La forme brève du tercet et du distique ramène le poème à l’expression de son faire et de sa nécessité : « écrire c’est patauger dans une tempête de neige je m’entends / haleter, la voix dans un déluge de flocons mon oreille meurtrie à l’écoute de ce qui / doit être transcrit. ». Ces courtes strophes semblent des extractions matérielles d’une réalité enfouie. Et parce que leur statut de strophe en tant qu’unité autonome est parfois contesté (tercet et distique s’insèrent généralement dans un sonnet), en choisissant précisément ces formes, Kling défend l’idée que la réalité n’existe qu’à l’état de fragment. Constat terrifiant ou stimulant ? Dans son adaptation du poème « L’infini » de Leopardi, il indique une réponse : « Depuis toujours la colline solitaire je l’ai / aimée et ce muret. qui soustrait au regard / la plupart de l’horizon éloigné  ». L’opacité de l’obstacle à l’œil est comme la fragilité du vestige que la main saisit : un viaduc pour la création.
Le poème comme sujet et objet ? Si la question est posée, c’est moins pour défendre l’idée qu’il serait à lui-même son propre achèvement que pour interroger la spécificité du poème à l’heure de la reproductibilité technique. Autrement dit, quels sont les enjeux de cette forme éclatée et complexe dans une ère mondialisée où les discours – démontés puis remontés – s’enchevêtrent ? Il semble que derrière le télescopage des époques, des références, des citations, au-delà d’un montage savant, d’un cadrage en constante évolution, une esthétique crépusculaire et néanmoins vigoureuse se dessine.
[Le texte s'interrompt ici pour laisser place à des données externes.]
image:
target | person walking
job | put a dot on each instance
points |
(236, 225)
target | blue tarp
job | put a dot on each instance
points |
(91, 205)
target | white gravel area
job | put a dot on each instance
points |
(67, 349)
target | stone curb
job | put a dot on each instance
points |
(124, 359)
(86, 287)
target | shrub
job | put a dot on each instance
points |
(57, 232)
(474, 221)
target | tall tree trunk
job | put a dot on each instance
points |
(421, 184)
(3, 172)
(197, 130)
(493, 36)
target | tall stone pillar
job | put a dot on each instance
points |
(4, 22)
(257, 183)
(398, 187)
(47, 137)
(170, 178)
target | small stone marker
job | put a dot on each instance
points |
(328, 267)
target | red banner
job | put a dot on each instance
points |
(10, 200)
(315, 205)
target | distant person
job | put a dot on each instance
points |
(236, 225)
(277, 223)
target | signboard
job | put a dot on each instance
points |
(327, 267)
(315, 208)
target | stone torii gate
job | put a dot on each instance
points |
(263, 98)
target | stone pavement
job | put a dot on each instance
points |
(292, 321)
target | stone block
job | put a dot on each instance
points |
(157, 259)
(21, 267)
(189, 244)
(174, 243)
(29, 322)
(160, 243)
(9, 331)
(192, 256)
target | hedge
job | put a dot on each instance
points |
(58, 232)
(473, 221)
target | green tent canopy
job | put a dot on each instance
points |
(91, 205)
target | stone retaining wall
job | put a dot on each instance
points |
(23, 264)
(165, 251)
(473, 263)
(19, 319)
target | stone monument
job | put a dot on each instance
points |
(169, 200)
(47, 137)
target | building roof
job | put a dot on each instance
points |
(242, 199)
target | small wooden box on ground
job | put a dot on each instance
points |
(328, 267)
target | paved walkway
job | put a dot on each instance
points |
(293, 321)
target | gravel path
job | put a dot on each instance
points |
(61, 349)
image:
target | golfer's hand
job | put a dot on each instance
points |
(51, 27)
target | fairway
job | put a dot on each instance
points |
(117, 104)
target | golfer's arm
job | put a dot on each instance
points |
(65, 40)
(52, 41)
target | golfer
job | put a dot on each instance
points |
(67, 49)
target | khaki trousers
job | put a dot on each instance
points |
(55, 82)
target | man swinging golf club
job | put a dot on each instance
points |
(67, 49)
Certes, les vestiges du passé sont effroyables (guerres, charniers, pillages, colonisation) mais les taire serait pire encore. « regarder c’est scruter la douleur  » nous rappelle Thomas Kling.
Ainsi que dans Manhattan espace buccal (Unes, 2014) où le poète se confrontait à la béance magnétique d’une mégalopole américaine, Échange longue distance tente d’approcher derrière les jeux de miroirs, les simulacres, les copies des copistes, ce qu’on pourrait nommer une expérience fondamentale, celle consistant à saisir la réalité par l’écriture tout en affirmant l’impossibilité même de formuler une quelconque vérité. « je suis désolé : un poème c’est ça : magie crânienne.  »

Christine Plantec

Échange longue distance, de Thomas Kling, traduit de l’allemand et postfacé par Aurélien Galateau, introduction de F. Heusbourg, Éditions Unes, 100 p., 20

Archéologie du poème Par Christine Plantec
Le Matricule des Anges n°181 , mars 2017.